Secondo una rilevazione Audiweb per il Sole 24 Ore “indicano in 128 i minuti passati in rete dai navigatori tra i 4-7 anni e in 214 per gli 8-14 anni mentre il 97% dei bambini italiani con età compresa tra i 4 ed i 14 anni ha seguito la programmazione televisiva nel 2016 e vi ha dedicato 208 minuti al giorno, ogni giorno dell’anno”.

Nell’antica Cina, quando i bambini si recavano a scuola per la prima volta, ricevevano come manuale Il Libro dei tre caratteri e la prima combinazione di ideogrammi che dovevano apprendere significava: la natura dell’uomo è originariamente buona.

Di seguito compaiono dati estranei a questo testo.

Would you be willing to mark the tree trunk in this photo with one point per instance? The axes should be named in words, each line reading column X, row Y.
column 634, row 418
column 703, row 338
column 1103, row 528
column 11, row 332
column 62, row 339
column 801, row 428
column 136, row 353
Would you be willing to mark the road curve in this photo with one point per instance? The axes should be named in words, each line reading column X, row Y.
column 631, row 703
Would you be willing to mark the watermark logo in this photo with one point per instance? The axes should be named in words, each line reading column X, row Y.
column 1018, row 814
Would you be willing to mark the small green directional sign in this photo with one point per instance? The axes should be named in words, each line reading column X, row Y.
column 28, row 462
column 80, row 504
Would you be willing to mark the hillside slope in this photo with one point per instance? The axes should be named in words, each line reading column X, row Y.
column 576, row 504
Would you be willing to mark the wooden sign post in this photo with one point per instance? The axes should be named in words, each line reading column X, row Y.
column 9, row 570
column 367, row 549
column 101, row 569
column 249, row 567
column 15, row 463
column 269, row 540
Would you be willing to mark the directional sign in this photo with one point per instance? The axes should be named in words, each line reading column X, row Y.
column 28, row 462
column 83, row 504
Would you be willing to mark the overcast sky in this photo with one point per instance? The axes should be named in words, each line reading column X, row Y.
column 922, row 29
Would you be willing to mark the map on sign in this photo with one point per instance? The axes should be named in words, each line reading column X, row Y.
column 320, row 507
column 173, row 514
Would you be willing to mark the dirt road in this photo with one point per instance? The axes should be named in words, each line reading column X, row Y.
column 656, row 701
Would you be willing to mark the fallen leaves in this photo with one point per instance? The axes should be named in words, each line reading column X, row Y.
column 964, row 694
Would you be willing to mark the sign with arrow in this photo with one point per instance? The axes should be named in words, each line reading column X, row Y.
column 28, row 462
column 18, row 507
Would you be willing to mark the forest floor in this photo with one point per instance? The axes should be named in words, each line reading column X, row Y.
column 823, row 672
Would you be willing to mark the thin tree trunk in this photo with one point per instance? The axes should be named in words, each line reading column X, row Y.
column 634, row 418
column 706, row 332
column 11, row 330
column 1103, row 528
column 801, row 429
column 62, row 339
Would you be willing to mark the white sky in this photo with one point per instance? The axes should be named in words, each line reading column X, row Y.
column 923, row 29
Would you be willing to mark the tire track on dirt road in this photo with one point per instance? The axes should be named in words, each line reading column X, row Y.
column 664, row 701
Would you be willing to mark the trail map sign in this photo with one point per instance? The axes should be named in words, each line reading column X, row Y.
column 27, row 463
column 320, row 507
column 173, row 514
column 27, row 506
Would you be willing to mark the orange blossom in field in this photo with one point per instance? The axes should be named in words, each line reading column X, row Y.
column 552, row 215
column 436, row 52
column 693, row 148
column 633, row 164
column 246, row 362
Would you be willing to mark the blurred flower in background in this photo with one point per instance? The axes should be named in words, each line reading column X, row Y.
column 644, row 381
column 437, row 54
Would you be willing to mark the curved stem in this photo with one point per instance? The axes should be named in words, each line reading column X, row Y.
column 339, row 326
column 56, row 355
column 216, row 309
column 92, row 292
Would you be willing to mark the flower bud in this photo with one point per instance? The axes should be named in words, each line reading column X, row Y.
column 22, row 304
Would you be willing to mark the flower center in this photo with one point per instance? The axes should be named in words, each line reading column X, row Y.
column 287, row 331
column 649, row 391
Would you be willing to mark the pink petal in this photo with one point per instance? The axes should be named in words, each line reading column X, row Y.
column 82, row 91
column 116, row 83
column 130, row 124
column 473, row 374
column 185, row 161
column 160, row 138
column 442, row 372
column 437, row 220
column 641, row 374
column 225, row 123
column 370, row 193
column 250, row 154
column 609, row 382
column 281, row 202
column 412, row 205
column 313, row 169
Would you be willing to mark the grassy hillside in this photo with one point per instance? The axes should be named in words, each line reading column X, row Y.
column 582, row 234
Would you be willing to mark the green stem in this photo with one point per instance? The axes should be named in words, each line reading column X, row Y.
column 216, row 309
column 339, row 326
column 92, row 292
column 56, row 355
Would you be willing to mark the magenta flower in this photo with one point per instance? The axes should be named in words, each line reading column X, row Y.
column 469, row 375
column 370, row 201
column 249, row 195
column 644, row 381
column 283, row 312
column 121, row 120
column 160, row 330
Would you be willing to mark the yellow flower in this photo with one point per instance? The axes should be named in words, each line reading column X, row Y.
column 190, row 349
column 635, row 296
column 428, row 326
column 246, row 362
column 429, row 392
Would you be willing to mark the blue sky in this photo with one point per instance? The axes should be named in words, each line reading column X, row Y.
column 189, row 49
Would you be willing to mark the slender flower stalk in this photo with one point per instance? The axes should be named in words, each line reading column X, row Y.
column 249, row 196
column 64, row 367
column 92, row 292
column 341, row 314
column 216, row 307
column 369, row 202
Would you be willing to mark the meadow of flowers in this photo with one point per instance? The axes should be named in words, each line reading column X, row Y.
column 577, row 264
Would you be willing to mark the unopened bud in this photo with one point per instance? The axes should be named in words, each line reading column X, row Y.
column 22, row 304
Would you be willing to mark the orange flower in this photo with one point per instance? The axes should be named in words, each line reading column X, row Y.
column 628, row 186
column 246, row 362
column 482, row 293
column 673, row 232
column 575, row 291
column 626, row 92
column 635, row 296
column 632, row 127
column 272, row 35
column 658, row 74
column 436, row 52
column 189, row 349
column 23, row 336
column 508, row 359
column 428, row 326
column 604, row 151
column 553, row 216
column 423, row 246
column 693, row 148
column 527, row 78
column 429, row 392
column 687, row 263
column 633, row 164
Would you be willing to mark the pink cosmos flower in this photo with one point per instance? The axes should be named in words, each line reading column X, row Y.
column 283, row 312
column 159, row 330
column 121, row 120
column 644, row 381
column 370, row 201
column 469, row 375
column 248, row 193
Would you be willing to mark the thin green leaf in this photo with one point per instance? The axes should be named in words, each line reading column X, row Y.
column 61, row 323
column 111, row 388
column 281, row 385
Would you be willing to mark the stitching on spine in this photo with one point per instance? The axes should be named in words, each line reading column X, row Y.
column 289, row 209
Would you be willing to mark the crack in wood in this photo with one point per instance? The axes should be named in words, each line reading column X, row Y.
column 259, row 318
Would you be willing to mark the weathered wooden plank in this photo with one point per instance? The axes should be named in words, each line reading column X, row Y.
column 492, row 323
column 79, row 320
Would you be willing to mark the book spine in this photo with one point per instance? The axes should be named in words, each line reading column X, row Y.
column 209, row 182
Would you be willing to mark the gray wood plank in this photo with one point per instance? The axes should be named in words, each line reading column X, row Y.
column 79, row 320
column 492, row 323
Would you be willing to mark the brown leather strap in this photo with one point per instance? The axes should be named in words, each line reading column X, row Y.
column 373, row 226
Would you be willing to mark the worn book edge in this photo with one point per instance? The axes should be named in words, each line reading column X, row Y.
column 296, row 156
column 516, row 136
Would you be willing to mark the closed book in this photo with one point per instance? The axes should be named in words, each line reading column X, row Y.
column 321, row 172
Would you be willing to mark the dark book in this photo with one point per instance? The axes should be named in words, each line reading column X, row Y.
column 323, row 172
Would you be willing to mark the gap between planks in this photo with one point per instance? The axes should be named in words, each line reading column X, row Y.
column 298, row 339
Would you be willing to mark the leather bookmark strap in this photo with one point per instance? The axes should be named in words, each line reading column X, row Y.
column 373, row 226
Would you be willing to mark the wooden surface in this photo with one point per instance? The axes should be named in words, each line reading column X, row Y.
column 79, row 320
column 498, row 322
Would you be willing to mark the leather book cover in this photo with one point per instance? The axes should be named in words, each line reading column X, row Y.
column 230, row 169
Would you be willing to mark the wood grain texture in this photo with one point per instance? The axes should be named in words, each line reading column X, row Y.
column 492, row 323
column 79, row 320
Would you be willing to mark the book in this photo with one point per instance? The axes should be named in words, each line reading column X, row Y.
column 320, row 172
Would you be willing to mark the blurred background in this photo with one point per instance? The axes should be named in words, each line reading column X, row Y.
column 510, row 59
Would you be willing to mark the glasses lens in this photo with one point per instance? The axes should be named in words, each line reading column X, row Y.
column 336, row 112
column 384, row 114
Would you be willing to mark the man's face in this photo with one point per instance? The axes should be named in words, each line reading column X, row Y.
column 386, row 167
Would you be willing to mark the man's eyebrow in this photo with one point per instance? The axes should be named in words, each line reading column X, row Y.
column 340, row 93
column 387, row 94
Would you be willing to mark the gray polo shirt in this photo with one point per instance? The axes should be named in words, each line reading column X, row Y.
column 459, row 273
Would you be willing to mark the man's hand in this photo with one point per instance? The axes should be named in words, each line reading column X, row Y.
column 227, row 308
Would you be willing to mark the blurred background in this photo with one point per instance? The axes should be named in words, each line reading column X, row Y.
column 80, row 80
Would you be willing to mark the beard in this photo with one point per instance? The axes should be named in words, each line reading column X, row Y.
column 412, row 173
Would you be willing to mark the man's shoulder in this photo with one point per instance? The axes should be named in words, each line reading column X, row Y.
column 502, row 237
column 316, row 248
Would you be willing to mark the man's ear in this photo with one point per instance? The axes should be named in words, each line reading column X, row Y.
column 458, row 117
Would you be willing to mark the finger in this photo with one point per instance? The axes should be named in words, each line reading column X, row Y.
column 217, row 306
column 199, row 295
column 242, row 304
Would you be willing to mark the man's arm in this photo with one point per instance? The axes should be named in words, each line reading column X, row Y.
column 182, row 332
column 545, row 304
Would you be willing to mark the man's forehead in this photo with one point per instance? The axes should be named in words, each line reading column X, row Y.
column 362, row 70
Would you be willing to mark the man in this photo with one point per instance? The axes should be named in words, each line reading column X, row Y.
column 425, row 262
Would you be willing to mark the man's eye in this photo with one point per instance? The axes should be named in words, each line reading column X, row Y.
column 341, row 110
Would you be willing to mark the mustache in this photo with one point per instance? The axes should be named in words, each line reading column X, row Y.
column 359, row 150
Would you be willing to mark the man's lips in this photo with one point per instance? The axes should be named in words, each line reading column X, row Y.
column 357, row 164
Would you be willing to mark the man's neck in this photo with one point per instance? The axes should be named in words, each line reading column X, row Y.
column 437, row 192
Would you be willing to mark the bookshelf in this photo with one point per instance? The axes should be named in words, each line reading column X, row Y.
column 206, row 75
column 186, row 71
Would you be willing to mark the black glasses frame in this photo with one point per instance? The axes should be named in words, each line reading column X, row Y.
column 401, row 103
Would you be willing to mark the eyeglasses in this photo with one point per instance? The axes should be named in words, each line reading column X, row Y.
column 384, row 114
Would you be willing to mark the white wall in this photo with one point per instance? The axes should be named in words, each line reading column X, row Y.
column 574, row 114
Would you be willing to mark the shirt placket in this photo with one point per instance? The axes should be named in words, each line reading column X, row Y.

Nonostante questa visione, più o meno condivisibile, si deve invece constatare che, nella storia dell’umanità il terreno dei comportamenti violenti e aggressivi è stato sempre arato e seminato bene e in quei solchi crescono tuttora piante avvelenate che continuano a fare vittime. Cinema e televisione appaiono però innocenti: per quanto è stato studiato e approfondito l’argomento, sembrano sempre gli esseri umani ad essere i migliori sceneggiatori delle produzioni televisive seriali o dei film di grande successo.